Mickaël Partodikromo

Personal information
- Full name: Mickaël Partodikromo
- Date of birth: 2 February 1996 (age 30)
- Place of birth: Nouméa, New Caledonia
- Height: 1.78 m (5 ft 10 in)
- Position: Midfielder

Team information
- Current team: Tiga Sport
- Number: 6

Youth career
- AS Mont-Dore
- 2010–2013: Asia-Pacific Football Academy
- 2013–2014: Sheffield United

Senior career*
- Years: Team / Apps / (Gls)
- 2014–2015: Team Wellington / 8 / (0)
- 2015–2016: Racing Club de Paris / 0 / (0)
- 2016–2017: Rushall Olympic / 38 / (0)
- 2017–2018: Sutton Coldfield Town / 4 / (0)
- 2020–2021: Madura United / 0 / (0)
- 2021–2022: Karketu Dili / 5 / (0)
- 2022–2024: Saint Sébastien
- 2025–: Tiga Sport

International career^{‡}
- 2013: New Caledonia U17 / 5 / (0)
- 2014: New Caledonia U20 / 5 / (0)
- 2015: New Caledonia U23 / 4 / (0)
- 2024–: New Caledonia / 2 / (0)

Medal record
Men's football
Representing New Caledonia
Pacific Games
| Gold medal – first place | 2015 Papua New Guinea |  |

= Mickaël Partodikromo =

New Caledonian footballer (born 1996)

Mickaël Partodikromo (born 2 February 1996) is a New Caledonian footballer who plays as a defensive midfielder for Tiga Sport.

==Career==
Partodikromo was born on 2 February 1996 in Nouméa to Bernard and Sabine. As a youth, he played for local side AS Mont-Dore. In 2010, while playing in an U16 tournament, he was scouted by the Auckland-based Asia-Pacific Football Academy, whom offered him the chance to develop further. Partodikromo graduated the academy at the end of the 2012–13 season and was quickly offered a spot with Sheffield United's youth team. After a season at Bramall Lane, he moved to Team Wellington in the New Zealand Football Championship, where he quickly made the first team and was called up to their 2014–15 OFC Champions League squad.

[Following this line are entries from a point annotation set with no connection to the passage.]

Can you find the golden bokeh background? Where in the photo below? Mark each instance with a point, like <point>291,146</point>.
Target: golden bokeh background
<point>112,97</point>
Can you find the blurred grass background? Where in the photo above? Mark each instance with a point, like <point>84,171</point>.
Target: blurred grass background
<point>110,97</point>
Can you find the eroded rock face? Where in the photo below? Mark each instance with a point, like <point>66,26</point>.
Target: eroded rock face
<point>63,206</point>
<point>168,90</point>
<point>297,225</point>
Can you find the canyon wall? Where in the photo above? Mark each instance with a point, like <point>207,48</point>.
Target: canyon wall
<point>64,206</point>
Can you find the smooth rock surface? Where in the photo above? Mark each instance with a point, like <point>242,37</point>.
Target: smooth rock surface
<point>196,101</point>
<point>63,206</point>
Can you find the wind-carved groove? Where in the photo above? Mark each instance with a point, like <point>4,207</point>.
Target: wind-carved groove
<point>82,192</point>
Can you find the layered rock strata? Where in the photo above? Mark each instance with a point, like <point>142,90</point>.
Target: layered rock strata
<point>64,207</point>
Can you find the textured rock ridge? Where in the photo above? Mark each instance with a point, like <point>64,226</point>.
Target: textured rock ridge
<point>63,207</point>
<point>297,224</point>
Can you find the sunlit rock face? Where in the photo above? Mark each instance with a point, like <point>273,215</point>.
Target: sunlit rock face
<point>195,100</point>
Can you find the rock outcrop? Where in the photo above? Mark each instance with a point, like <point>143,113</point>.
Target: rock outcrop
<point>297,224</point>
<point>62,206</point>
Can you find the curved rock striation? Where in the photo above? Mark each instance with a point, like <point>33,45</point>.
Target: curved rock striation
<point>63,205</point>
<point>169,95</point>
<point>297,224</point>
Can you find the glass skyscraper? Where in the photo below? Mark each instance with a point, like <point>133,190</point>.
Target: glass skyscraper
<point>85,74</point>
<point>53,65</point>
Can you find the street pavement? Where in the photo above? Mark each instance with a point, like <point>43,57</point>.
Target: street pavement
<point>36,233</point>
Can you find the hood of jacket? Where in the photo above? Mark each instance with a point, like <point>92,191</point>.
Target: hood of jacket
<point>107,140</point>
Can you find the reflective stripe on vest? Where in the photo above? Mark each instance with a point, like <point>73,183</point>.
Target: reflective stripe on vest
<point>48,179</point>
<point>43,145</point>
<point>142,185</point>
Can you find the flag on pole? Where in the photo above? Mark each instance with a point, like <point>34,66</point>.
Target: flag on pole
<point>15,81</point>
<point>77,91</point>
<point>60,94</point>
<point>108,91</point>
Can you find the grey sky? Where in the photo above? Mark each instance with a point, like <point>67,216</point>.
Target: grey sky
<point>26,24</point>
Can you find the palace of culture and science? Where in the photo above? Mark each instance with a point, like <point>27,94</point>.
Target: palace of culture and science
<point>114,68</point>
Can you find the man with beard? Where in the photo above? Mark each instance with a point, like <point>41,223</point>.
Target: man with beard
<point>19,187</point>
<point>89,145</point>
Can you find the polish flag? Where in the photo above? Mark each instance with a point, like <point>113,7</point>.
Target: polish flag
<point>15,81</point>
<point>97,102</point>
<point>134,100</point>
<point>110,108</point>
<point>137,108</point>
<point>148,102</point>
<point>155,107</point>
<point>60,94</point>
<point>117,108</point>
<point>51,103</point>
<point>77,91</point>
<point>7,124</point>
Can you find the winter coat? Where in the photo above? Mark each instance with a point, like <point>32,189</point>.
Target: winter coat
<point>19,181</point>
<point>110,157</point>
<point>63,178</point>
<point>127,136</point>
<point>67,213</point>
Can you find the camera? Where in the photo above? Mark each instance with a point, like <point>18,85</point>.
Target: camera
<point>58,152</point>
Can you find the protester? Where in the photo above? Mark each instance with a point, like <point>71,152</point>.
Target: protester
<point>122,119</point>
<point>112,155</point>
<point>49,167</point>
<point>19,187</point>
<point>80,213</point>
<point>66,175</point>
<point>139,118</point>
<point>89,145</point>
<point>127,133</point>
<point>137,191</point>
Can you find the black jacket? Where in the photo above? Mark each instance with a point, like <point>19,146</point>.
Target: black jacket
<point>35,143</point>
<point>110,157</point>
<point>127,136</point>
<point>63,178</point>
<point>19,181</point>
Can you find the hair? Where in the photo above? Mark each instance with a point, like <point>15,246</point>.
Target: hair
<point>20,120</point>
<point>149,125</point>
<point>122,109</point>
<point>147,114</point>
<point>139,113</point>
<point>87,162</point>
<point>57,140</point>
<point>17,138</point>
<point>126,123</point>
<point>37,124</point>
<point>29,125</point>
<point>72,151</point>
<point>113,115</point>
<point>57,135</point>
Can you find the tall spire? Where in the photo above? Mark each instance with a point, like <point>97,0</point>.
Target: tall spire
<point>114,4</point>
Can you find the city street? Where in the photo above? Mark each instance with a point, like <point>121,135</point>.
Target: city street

Partodikromo was included as a substitute for the 2015 OFC Champions League Final, where Team Wellington were beaten 4–3 on penalties after a 1–1 draw to fellow NZFC side Auckland City. Shortly after the final, he signed a contract with former French champions Racing Club de Paris. After a season in France, Partodikromo signed with Rushall Olympic in the Northern Premier League Premier Division.

In June 2016, Partodikromo was invited to trial with Worcester City, before making his fifth move in five seasons, signing with fellow Northern Premier League Premier Division side Sutton Coldfield Town.

==Personal life==
Born in New Caledonia, Partodikromo is of French and Indonesian descent.